Tax rate changes on medical supplies, which are required in the fight against covid-19, are expected to be a top priority for discussion at the GST Council meeting, according to experts. The availability of an input tax credit on medical supplies donated by employers or given to workers for personal use, as well as a rate cut on vaccinations and manufactured oxygen concentrators for personal use, are among the main concerns that many expect to be addressed.
Other Key Takeaways
States like Odisha, Punjab, and West Bengal have been bringing GST problems to the attention of the federal government. Naveen Patnaik, the chief minister of Odisha, wrote to Union finance minister Nirmala Sitharaman earlier this month, requesting a GST exemption for covid-19 vaccines as well as financial assistance for states fighting the pandemic.
Manpreet Singh Badal, Punjab’s finance minister, has expressed displeasure that significant rule changes, such as limiting input tax credits, were made by a panel of officers without debate in the Council. Badal wants to talk about how to build a “terror-free GST enforcement” climate.
Sitharaman said earlier this month that if vaccine manufacturers are granted full GST exemption, they will be unable to cover their input taxes and will pass them on to the end-user by increasing the retail price.
Experts, on the other hand, believe that a GST zero-rating, rather than an absolute exemption, would enable vaccine manufacturers to demand refunds for taxes paid on inputs. Since states have a long list of complaints, the Council’s virtual meeting on Friday could be lengthy.
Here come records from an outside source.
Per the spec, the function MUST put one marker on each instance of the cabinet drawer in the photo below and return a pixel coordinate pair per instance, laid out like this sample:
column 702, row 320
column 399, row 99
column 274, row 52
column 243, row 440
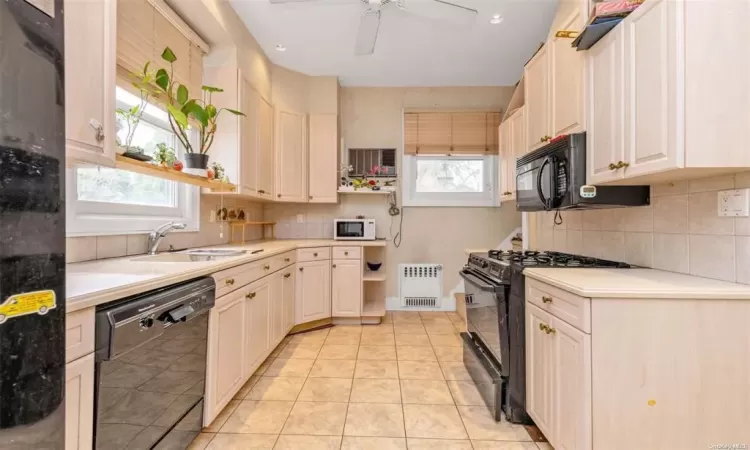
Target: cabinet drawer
column 569, row 307
column 79, row 334
column 347, row 252
column 313, row 254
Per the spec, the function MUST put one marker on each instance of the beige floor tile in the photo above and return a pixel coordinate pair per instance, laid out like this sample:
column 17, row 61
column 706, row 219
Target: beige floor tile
column 455, row 371
column 326, row 390
column 365, row 390
column 465, row 393
column 377, row 353
column 244, row 390
column 276, row 388
column 374, row 420
column 227, row 441
column 376, row 369
column 426, row 392
column 202, row 441
column 329, row 368
column 222, row 417
column 415, row 354
column 419, row 370
column 300, row 351
column 502, row 445
column 291, row 442
column 433, row 421
column 318, row 419
column 446, row 340
column 338, row 352
column 413, row 340
column 290, row 368
column 482, row 426
column 369, row 443
column 439, row 444
column 255, row 417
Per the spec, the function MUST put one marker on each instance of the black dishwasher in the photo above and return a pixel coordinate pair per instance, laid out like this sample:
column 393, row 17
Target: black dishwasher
column 151, row 367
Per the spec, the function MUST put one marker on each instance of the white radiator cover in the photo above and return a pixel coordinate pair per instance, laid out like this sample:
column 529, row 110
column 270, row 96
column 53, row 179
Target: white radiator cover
column 420, row 286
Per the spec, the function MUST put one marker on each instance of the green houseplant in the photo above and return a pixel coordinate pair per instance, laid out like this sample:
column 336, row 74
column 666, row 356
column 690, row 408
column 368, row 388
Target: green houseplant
column 181, row 107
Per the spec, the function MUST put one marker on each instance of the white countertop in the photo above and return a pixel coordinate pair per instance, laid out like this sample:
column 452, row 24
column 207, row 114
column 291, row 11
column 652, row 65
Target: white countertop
column 93, row 283
column 637, row 283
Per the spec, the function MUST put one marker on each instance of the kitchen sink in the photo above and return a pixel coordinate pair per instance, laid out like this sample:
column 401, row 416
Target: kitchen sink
column 198, row 255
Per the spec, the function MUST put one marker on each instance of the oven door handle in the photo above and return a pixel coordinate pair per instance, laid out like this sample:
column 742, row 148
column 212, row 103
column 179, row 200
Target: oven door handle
column 476, row 281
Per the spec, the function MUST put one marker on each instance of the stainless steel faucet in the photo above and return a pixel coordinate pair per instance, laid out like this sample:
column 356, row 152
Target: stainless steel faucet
column 155, row 237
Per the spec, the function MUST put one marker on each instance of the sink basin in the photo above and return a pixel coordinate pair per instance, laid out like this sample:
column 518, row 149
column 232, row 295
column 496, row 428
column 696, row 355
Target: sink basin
column 192, row 255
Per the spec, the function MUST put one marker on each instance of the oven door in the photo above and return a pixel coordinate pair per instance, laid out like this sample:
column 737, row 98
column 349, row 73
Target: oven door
column 486, row 313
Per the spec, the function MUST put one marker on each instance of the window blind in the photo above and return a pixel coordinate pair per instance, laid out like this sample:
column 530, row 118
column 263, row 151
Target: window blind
column 143, row 31
column 449, row 133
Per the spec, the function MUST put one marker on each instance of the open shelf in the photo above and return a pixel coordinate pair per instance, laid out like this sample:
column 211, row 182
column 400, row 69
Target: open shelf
column 144, row 168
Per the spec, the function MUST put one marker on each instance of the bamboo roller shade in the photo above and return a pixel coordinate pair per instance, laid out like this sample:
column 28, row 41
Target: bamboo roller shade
column 440, row 133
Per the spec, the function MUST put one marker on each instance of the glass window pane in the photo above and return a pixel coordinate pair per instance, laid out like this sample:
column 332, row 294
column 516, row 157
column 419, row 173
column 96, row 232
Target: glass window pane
column 450, row 176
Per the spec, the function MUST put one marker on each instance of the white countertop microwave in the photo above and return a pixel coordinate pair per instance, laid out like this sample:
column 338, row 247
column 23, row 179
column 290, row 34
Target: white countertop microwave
column 354, row 229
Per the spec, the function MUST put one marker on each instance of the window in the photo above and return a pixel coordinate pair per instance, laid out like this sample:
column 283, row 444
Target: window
column 106, row 201
column 436, row 180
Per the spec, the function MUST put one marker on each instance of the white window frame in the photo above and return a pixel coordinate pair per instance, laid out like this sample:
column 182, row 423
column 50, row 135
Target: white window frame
column 89, row 218
column 486, row 198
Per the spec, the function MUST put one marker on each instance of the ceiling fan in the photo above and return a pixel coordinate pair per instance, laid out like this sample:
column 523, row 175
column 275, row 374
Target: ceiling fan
column 370, row 20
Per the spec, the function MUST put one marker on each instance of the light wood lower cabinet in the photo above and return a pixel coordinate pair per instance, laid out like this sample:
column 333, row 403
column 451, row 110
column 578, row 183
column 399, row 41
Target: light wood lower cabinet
column 79, row 403
column 346, row 288
column 313, row 287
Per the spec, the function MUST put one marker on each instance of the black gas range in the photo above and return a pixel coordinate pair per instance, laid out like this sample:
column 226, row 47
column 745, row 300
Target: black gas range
column 495, row 343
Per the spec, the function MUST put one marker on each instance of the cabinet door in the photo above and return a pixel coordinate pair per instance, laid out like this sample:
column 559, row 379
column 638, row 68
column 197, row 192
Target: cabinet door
column 265, row 162
column 313, row 291
column 604, row 136
column 536, row 93
column 651, row 89
column 566, row 74
column 258, row 323
column 249, row 138
column 346, row 288
column 324, row 157
column 539, row 369
column 226, row 352
column 79, row 403
column 571, row 387
column 90, row 91
column 291, row 157
column 288, row 297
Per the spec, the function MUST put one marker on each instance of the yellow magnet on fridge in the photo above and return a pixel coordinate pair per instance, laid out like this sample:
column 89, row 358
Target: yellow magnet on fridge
column 37, row 302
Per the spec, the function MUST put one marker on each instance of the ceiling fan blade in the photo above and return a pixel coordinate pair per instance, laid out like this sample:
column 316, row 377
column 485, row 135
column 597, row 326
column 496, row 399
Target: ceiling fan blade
column 368, row 32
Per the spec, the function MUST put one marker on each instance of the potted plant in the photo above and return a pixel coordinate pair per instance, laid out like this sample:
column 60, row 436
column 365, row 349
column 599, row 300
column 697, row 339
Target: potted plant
column 181, row 107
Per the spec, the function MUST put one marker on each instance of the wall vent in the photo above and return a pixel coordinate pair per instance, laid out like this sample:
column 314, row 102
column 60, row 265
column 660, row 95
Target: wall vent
column 420, row 285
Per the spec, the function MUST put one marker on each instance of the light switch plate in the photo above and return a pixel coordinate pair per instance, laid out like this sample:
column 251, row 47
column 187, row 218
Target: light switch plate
column 734, row 203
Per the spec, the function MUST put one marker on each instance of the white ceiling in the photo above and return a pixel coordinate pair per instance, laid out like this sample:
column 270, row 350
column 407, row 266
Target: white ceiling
column 411, row 51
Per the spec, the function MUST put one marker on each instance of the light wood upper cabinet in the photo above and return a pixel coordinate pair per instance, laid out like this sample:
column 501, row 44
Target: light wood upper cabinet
column 90, row 56
column 79, row 403
column 605, row 107
column 324, row 156
column 291, row 157
column 567, row 88
column 346, row 288
column 313, row 291
column 537, row 99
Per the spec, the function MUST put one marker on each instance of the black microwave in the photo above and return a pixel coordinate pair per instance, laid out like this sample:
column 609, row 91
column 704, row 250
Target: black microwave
column 554, row 177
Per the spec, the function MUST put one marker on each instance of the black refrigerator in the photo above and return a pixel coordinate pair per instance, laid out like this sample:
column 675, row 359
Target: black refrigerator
column 32, row 225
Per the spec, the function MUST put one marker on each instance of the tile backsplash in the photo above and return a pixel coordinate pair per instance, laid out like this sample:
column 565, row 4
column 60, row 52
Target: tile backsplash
column 79, row 249
column 680, row 231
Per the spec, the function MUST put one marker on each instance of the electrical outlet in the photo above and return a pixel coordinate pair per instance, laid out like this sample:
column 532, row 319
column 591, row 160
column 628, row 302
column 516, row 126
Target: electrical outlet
column 734, row 203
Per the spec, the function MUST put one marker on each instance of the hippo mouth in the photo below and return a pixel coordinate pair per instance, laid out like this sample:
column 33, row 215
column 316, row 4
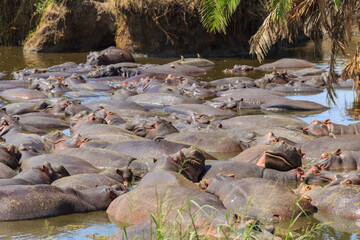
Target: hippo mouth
column 277, row 161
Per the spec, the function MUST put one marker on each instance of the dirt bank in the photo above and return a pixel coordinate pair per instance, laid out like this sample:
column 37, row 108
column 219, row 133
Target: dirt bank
column 155, row 28
column 17, row 19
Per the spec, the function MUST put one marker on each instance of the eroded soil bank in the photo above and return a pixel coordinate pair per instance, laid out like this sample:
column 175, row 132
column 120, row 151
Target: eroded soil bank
column 154, row 28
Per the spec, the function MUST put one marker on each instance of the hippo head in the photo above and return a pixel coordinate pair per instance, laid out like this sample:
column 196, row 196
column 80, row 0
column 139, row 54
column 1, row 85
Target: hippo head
column 60, row 171
column 7, row 124
column 191, row 162
column 313, row 175
column 283, row 157
column 331, row 161
column 318, row 128
column 126, row 175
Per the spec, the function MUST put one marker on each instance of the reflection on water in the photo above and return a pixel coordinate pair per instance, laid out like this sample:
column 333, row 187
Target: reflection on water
column 74, row 226
column 88, row 226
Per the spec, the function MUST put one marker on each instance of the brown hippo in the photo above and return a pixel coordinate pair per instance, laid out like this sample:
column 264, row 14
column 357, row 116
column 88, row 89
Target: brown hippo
column 341, row 200
column 39, row 201
column 44, row 174
column 279, row 156
column 340, row 161
column 169, row 201
column 56, row 141
column 99, row 157
column 209, row 141
column 150, row 128
column 346, row 178
column 326, row 127
column 240, row 170
column 17, row 134
column 86, row 181
column 258, row 198
column 190, row 162
column 73, row 165
column 22, row 94
column 6, row 172
column 314, row 148
column 286, row 63
column 161, row 99
column 108, row 56
column 10, row 156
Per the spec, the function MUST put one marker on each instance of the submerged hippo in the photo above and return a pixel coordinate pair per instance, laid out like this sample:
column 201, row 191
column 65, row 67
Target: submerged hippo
column 258, row 198
column 340, row 160
column 341, row 200
column 108, row 56
column 326, row 127
column 39, row 201
column 279, row 156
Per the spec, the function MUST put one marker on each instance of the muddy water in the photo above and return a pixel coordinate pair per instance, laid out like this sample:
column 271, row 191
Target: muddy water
column 93, row 225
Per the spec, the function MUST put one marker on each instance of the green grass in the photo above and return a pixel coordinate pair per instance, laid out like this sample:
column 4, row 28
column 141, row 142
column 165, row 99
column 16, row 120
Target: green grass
column 176, row 229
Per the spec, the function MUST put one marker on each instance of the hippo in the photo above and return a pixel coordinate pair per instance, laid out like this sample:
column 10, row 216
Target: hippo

GST on Vaccines: A Perplexing Problem
The majority of claims against a sales tax, such as the goods and services tax, are based on the desire to shield ordinary people from a higher tax burden. That’s why the GST controversy over Covid-19 vaccines is so intriguing. Since most vaccines are currently provided free of charge to citizens by the central government or states. Sure, a small percentage of Indians choose to get vaccinated in private hospitals, where they would be paid a 5% surcharge on the vaccine cost.
However, in general, the GST charged by the centre and states on vaccine sales will be collected as tax revenue by the centre and states. From one pocket to the next Furthermore, the sums in question aren’t important. Or they may be important but not material to either the federal or state budgets.
In India, vaccines are in short supply. States and cities are looking for new sources of supply, including imports. The GST Council would have to find a way to protect people and states without penalising vaccine manufacturers or their supply chains sooner rather than later. The council will have to meet for it though. The last meeting took place six months ago.